Cuando se conoció la detención de Cienfuegos Zepeda, el jueves 15, voceros oficiosos difundieron que funcionarios de la administración e incluso jerarcas militares supieron de la cacería sobre el divisionario días o incluso meses antes. En el fondo del enigma radica si Palacio Nacional administra una fractura en el estamento militar (obligado quizá por las resistencias de un bloque de generales), o será correa de transmisión de un Washington dominado por la agenda de seguridad o, peor, por un cálculo electoral.
De toda suerte, al parecer poco podemos esperar respecto a una mayor vigilancia cívica sobre lo que ha sido un paraíso de opacidad, o el arribo de un secretario de la Defensa civil, como ocurre en la mayoría de las naciones.
López Obrador ha compartido a cercanos, desde 2006 que buscó por vez primera la Presidencia, su temor frente a tres poderes reales: los dueños del dinero, Estados Unidos y las fuerzas armadas. De ahí la prudencia con que ha manejado la relación con ellos. Esas obsesiones parecen haber precipitado, en noviembre de 2019, su mensaje en sus redes sociales sobre un “golpe de estado” ante declaraciones del general retirado Carlos Gaytán Ochoa. Esto podría haber sido un juego de niños ante lo que esta crisis puede traer.
Cienfuegos llegó al frente de la Defensa por su cercanía con el entonces presidente Enrique Peña Nieto, pero también como producto de la correlación de fuerzas en el Ejército conservada por décadas, ajustada a una rígida pirámide jerárquica.
El divisionario hoy bajo proceso formó parte de la proverbial ayudantía (crisol de facciones en el Ejército) del exgeneral-secretario Enrique Cervantes Aguirre (1994-2000, con Ernesto Zedillo), forjador de la dinastía de sus sucesores y de los mandos que los acompañaron.

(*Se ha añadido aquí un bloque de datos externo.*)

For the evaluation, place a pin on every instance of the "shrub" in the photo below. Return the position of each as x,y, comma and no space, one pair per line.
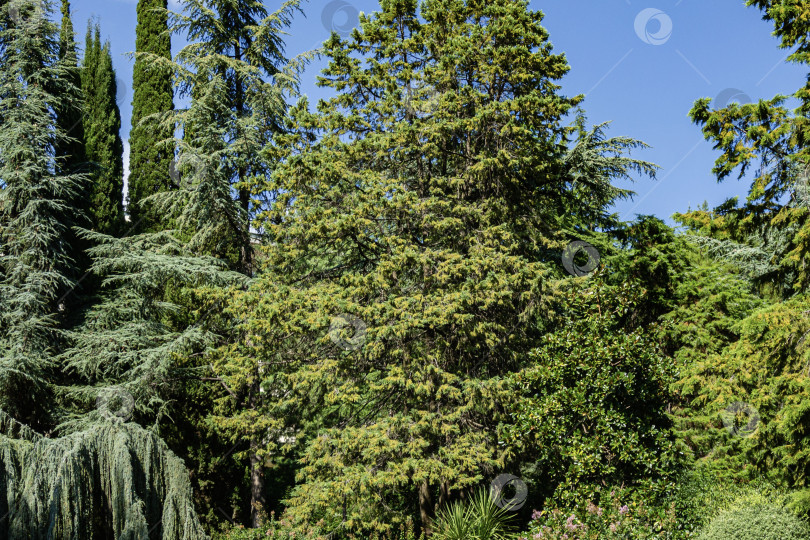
477,519
756,517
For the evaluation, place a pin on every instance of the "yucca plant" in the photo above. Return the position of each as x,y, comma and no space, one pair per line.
477,519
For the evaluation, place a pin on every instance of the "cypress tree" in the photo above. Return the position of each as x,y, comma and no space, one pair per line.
149,161
36,211
70,115
103,140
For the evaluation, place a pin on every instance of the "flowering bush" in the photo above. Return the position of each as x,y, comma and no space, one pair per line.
617,515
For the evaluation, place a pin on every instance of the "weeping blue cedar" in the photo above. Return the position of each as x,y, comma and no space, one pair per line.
114,480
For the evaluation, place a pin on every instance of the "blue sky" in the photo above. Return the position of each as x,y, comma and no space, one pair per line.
641,65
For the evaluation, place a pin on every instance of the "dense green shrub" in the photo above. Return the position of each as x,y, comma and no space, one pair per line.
756,517
477,519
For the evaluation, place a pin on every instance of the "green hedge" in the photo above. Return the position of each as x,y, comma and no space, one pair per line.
756,517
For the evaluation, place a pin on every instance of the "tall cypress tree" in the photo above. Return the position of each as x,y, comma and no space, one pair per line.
36,212
149,162
103,141
69,116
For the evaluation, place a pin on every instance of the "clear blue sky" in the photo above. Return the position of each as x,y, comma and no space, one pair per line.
642,77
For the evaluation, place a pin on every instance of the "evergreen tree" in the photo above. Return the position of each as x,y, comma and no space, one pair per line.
425,220
240,43
768,139
35,212
103,141
70,115
149,161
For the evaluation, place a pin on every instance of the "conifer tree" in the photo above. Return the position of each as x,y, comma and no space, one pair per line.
103,141
420,209
149,162
768,139
239,42
35,211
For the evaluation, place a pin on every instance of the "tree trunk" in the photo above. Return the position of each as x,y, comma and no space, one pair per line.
257,502
256,487
426,508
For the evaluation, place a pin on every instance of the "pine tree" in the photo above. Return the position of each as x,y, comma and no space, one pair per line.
410,261
103,141
768,139
35,212
239,42
149,161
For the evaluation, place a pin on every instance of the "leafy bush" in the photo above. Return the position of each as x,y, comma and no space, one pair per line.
618,513
756,517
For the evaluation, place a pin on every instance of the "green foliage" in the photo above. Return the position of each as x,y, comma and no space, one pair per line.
103,145
616,514
91,485
36,267
430,236
756,517
590,409
149,161
477,519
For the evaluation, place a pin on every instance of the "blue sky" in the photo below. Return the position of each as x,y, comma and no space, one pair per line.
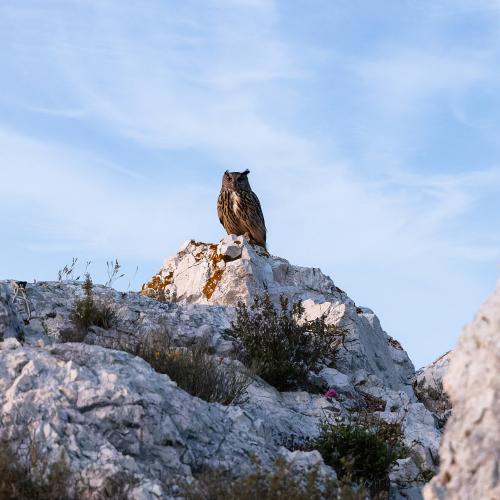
370,128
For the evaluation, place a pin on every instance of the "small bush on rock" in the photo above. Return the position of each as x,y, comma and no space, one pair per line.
363,450
88,312
279,345
194,369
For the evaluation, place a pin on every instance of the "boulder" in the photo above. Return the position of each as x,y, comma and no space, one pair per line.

Cervantes, a su vez, estuvo en la ayudantía del legendario general Marcelino García Barragán (1964-1970, con Gustavo Díaz Ordaz), cuya gestión marcó la etapa moderna de las fuerzas armadas.
En 2018, siendo presidente electo, Peña Nieto pidió al futuro procurador, Jesús Murillo Karam, y al inminente secretario de Gobernación, Miguel Osorio Chong, investigar y entrevistar a los finalistas propuestos por el secretario saliente, Guillermo Galván: Luis Arturo Oliver Cen y Cienfuegos. El nuevo titular cargaba antecedentes que habían atraído la curiosidad de la DEA, pero el expediente en manos de los fiscales de Nueva York revela que fue hasta finales de 2015 —en plena orgía de corrupción de ese sexenio— cuando consolidó tratos con las mafias de Sinaloa.
La previsión sobre lo que ocurrirá los próximos meses es aún incierta. Pueden sobrar los dedos de una mano para mencionar a los académicos o los periodistas que se han especializado en el estudio de las fuerzas armadas mexicanas. Uno de esos últimos, Juan Veledíaz, alertó ya, por ejemplo, sobre la fallida descripción de quiénes fueron los incondicionales de Cienfuegos en la Defensa. Listas publicadas han dejado fuera al frustrado “delfín” para su relevo, el general Alejandro Saavedra Hernández, actual director del ISSFAM. O su exsecretario particular, el general Andrés Aguirre O. Sunza, exjefe de la zona militar en Valladolid, Yucatán, que apenas el mes pasado asumió como Subinspector General del Ejército y la Fuerza Armada. Una función destinada a detectar, paradójicamente, casos de corrupción.